Now let’s store some backups in the cloud. I’m going to play with my /etc/ directory, because it’s less than 3MB. Start by backing up a single directory.
# tarsnap -c -f wwwetctest etc/
Directory /usr/local/tarsnap-cache created for "--cachedir /usr/local/tarsnap-cache"
Total size Compressed size
All archives 1996713 382896
(unique data) 1946025 366495
This archive 1996713 382896
New data 1946025 366495
Nothing seems to happen on the local system. Let’s check and be sure that there’s a backup out in the cloud:
# tarsnap --list-archives
wwwetctest
I then went into /etc and did some cleanup, removing files that shouldn’t have ever been there. This stuff grows in /etc on any long-lived system.
# tarsnap -c -f wwwetctest-20140716-1508 etc/
Total size Compressed size
All archives 3986206 765446
(unique data) 2120798 403833
This archive 1989493 382550
New data 174773 37338
# tarsnap --list-archives
wwwetctest
wwwetctest-20140716-1508
Note that the compressed size of this archive is much smaller than the first one. Tarsnap only stored the diffs between the two backups.
If you want more detail about your listed backups, add -v to see the creation date. Add a second -v to see the command used to create the archive.
# tarsnap --list-archives -vv
wwwetctest 2014-07-16 15:02:41 tarsnap -c -f wwwetctest etc/
wwwetctest-20140716-1508 2014-07-16 15:09:38 tarsnap -c -f wwwetctest-20140716-1508 etc/
Let’s pretend that I need a copy of my backup.
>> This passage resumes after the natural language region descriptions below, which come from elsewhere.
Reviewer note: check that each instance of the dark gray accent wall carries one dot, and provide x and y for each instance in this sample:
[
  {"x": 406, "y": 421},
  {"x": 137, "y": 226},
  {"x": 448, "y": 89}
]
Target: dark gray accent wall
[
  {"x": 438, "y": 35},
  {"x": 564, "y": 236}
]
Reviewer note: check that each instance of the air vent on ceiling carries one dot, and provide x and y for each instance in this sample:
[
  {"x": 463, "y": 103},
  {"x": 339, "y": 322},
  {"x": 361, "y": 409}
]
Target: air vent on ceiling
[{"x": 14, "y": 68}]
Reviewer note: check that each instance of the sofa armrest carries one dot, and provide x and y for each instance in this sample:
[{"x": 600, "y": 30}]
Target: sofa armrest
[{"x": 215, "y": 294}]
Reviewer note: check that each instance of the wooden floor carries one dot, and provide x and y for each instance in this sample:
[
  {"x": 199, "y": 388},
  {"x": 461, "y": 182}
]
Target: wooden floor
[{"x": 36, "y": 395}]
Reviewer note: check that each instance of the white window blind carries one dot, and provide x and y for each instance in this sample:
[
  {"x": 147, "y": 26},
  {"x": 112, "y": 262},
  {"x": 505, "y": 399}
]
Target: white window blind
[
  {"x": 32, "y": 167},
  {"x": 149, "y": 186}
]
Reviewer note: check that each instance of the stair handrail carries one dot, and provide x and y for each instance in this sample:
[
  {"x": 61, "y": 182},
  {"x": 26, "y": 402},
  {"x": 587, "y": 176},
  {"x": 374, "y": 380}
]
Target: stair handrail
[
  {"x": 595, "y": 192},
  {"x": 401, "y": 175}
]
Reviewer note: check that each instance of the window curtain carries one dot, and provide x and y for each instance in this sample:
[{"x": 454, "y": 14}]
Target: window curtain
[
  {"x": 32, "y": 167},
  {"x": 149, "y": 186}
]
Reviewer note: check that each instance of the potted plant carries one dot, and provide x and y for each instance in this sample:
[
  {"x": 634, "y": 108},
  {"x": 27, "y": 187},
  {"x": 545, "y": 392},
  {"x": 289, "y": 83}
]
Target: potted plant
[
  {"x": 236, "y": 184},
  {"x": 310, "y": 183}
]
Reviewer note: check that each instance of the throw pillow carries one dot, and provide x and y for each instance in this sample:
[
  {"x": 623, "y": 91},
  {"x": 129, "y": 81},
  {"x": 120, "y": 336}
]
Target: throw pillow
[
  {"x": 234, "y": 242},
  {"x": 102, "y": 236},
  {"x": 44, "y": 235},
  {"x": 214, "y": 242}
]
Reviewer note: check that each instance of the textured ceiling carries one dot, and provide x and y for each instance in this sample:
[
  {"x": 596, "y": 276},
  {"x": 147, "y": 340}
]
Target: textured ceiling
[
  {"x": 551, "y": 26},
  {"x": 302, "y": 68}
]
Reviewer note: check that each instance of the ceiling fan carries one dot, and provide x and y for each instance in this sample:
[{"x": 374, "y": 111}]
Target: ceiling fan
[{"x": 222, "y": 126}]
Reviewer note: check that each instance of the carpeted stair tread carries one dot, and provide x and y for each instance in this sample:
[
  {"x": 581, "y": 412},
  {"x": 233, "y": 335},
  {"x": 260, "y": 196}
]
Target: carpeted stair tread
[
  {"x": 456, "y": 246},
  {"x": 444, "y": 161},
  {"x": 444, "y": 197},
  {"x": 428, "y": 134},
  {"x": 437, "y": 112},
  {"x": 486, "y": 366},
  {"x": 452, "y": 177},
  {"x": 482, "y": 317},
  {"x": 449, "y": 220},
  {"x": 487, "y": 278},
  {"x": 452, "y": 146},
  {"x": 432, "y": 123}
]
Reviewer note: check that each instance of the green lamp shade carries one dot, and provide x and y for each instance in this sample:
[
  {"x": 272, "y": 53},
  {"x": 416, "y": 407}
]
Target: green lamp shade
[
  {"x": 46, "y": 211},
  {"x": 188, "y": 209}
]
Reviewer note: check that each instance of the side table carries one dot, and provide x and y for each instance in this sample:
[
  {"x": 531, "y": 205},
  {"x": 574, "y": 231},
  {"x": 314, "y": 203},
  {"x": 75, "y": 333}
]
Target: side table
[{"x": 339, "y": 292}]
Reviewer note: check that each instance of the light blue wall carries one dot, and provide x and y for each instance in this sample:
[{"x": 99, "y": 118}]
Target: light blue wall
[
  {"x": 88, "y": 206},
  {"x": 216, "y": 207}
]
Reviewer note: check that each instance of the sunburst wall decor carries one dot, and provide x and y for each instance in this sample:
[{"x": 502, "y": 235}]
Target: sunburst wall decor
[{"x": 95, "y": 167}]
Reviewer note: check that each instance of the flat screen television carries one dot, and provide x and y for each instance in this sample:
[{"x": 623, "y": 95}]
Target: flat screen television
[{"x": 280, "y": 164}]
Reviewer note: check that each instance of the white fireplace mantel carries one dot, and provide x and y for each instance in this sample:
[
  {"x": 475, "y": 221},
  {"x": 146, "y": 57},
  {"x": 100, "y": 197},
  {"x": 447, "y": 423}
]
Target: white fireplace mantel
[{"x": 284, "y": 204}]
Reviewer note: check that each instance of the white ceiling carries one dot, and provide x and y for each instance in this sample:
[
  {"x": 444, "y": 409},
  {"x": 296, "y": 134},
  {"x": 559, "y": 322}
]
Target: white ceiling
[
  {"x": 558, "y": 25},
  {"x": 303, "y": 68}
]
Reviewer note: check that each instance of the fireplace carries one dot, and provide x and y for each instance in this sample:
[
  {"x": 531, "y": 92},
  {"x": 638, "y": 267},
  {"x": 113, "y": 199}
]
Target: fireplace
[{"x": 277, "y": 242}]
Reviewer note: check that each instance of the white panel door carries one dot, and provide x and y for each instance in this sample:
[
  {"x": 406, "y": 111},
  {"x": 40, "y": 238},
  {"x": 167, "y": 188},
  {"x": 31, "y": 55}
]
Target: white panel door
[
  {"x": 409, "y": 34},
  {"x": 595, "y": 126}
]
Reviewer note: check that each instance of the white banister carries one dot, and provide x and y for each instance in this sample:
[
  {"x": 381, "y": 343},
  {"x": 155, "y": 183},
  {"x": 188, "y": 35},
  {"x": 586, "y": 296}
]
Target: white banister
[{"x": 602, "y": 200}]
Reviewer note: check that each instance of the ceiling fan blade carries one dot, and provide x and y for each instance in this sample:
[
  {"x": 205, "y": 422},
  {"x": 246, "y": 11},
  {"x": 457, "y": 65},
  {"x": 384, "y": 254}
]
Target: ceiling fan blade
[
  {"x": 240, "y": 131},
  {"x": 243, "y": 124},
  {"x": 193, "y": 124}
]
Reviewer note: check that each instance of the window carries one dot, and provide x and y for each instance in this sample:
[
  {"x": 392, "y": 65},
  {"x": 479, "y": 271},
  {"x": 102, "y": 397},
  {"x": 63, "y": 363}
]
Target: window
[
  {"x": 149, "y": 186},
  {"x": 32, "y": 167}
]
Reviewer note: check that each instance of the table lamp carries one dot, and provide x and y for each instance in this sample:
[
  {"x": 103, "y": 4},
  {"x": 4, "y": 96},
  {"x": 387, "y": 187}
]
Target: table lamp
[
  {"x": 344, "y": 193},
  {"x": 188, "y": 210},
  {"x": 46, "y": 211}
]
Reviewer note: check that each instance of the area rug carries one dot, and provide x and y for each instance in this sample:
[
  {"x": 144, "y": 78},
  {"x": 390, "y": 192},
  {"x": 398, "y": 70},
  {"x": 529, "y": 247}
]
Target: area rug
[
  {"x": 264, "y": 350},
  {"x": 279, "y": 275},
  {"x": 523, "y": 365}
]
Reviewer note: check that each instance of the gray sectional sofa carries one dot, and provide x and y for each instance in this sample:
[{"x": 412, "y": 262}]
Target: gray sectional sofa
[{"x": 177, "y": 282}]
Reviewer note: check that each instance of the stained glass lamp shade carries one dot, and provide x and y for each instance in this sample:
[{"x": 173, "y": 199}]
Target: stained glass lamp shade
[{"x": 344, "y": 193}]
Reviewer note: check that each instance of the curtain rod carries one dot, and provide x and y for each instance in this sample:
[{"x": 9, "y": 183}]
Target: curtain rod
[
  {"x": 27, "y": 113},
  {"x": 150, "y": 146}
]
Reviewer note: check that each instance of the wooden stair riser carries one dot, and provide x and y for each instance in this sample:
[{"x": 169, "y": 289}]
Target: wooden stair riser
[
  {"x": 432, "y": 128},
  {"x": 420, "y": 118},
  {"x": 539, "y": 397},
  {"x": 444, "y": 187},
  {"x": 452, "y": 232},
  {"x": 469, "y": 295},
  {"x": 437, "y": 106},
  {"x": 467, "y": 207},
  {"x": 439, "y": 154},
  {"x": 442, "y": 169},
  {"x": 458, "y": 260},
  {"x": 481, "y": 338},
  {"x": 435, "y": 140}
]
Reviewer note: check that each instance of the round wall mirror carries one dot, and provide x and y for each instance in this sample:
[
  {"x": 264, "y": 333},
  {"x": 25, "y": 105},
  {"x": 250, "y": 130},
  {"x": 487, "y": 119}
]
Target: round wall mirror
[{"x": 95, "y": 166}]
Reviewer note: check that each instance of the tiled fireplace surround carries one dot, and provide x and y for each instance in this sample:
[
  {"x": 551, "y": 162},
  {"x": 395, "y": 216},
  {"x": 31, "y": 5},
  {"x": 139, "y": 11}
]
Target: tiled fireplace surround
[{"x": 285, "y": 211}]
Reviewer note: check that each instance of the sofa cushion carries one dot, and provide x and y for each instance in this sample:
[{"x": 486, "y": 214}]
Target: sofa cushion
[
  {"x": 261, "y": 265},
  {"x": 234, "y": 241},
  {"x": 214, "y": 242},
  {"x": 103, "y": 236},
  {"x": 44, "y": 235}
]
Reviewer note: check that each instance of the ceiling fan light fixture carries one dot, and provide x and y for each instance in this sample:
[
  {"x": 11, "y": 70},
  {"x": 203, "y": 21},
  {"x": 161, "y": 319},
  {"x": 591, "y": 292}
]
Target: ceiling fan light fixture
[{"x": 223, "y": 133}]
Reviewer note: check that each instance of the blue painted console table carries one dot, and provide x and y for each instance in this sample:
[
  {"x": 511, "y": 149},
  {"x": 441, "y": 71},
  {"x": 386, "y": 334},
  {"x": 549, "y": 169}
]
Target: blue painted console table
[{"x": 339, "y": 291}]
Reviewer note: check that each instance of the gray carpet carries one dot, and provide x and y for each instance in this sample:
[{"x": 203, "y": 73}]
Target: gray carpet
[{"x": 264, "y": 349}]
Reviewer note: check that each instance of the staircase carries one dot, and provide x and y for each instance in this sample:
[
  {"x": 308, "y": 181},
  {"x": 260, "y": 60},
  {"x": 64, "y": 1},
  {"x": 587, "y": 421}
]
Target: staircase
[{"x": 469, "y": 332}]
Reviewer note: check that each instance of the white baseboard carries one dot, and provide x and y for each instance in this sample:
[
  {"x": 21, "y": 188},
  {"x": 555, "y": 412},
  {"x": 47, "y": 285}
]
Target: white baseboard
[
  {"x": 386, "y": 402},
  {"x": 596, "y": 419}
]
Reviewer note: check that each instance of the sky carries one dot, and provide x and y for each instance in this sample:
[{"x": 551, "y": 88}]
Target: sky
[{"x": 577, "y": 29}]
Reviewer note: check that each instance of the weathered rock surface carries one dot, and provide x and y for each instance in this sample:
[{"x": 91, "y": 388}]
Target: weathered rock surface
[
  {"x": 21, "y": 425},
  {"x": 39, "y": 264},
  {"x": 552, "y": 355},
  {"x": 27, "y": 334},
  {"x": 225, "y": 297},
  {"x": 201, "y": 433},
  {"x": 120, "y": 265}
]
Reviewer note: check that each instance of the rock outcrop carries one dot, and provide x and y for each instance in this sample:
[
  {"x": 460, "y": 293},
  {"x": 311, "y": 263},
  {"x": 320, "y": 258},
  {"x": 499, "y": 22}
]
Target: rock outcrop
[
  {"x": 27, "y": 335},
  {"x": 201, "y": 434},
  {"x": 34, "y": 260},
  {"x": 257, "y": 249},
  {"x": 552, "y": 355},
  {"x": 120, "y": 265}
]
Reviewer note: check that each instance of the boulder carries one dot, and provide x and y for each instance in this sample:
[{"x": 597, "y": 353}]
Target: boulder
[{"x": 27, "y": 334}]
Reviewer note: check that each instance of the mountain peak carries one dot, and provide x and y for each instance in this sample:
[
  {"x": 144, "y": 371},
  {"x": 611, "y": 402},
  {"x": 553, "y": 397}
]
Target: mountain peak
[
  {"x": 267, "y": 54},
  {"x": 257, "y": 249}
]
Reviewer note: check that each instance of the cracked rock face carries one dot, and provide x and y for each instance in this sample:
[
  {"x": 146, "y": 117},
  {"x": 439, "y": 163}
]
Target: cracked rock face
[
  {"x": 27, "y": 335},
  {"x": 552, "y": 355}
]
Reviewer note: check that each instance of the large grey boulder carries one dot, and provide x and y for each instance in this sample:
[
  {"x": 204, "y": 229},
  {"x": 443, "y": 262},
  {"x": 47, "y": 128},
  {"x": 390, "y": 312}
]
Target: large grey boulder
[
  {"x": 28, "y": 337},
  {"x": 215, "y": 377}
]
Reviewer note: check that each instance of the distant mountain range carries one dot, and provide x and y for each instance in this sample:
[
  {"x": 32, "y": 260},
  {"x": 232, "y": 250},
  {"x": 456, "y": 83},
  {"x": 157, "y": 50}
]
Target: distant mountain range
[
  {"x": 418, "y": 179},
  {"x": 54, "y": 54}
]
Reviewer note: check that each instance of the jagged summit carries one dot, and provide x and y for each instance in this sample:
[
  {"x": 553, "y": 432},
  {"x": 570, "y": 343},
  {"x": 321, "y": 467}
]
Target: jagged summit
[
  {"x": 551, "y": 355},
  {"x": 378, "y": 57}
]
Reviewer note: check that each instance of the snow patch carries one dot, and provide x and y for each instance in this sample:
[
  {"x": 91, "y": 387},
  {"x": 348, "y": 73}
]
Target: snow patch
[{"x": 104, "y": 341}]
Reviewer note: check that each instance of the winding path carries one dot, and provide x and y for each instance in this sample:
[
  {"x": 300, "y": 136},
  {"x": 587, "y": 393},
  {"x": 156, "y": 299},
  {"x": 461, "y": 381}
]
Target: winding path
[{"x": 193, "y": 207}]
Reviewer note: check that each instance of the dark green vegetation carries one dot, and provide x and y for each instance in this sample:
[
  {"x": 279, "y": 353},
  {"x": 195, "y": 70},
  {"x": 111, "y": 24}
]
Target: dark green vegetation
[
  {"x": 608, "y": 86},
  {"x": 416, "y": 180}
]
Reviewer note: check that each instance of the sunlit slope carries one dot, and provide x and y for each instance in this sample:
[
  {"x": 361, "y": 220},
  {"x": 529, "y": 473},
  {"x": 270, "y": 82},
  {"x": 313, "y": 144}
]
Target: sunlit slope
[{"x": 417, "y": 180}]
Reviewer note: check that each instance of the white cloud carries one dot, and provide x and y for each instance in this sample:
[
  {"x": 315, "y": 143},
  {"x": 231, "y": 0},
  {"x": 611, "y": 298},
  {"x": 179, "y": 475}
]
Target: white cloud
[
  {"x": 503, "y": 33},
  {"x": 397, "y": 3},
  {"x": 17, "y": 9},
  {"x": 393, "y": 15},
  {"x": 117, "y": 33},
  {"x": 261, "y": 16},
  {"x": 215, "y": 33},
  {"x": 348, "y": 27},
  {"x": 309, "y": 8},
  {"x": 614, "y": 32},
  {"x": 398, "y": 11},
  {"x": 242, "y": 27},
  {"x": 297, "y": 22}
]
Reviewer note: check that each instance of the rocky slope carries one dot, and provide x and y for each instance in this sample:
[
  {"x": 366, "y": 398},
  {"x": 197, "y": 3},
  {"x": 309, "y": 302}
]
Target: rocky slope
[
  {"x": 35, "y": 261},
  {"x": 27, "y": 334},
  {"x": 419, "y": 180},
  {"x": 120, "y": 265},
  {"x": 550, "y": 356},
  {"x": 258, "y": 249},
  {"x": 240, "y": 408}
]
Here I extract the newest backup into /tmp/etc.
# cd /tmp
# tarsnap -x -f wwwetctest-20140716-1508
Just for my own amusement, I’ll extract the older backup as well and compare the contents.
# cd /tmp
# tarsnap -x -f wwwetctest
The files I removed during my cleanup are now present.
What about rotating backups? I now have two backups. The second one is a differential backup against the first. If I blow away the first backup, what happens to the older backup?
# tarsnap -d -f wwwetctest
Total size Compressed size
All archives 1989493 382550
(unique data) 1938805 366149
This archive 1996713 382896
Deleted data 181993 37684
It doesn’t look like it deleted very much data. And indeed, a check of archive shows that all my files are there.
And now, the hard part: what do I need to back up? That’s a whole separate class of problem…
Michael, on OpenBSD there is a port of tarsnap. It simplifies installation, if one trusts the ports tree (which uses a SHA256 checksum for the source and is available via public AnonCVS servers that provide fingerprints).
http://ports.su/sysutils/tarsnap
Josh, Michael,
Tarsnap is also in ports and pkgs for FreeBSD…but I agree it’s a good practice to verify the signature anyway.
Hi Michael,
I noticed a small error on your site, maybe it’s intentional to save space.
The keygen command actually requires double dashes on all of the arguments:
usage: tarsnap-keygen –keyfile key-file –user user-name –machine machine-name
So yours would be this:
#tarsnap-keygen –-keyfile /root/tarsnap.key –-user mwlucas@michaelwlucas.com –-machine pestilence
Best,
sean
Sean — aargh! WordPress smoothed away my nice double dashes. Thanks for pointing that out, I’ll figure out how to make WP show what I typed.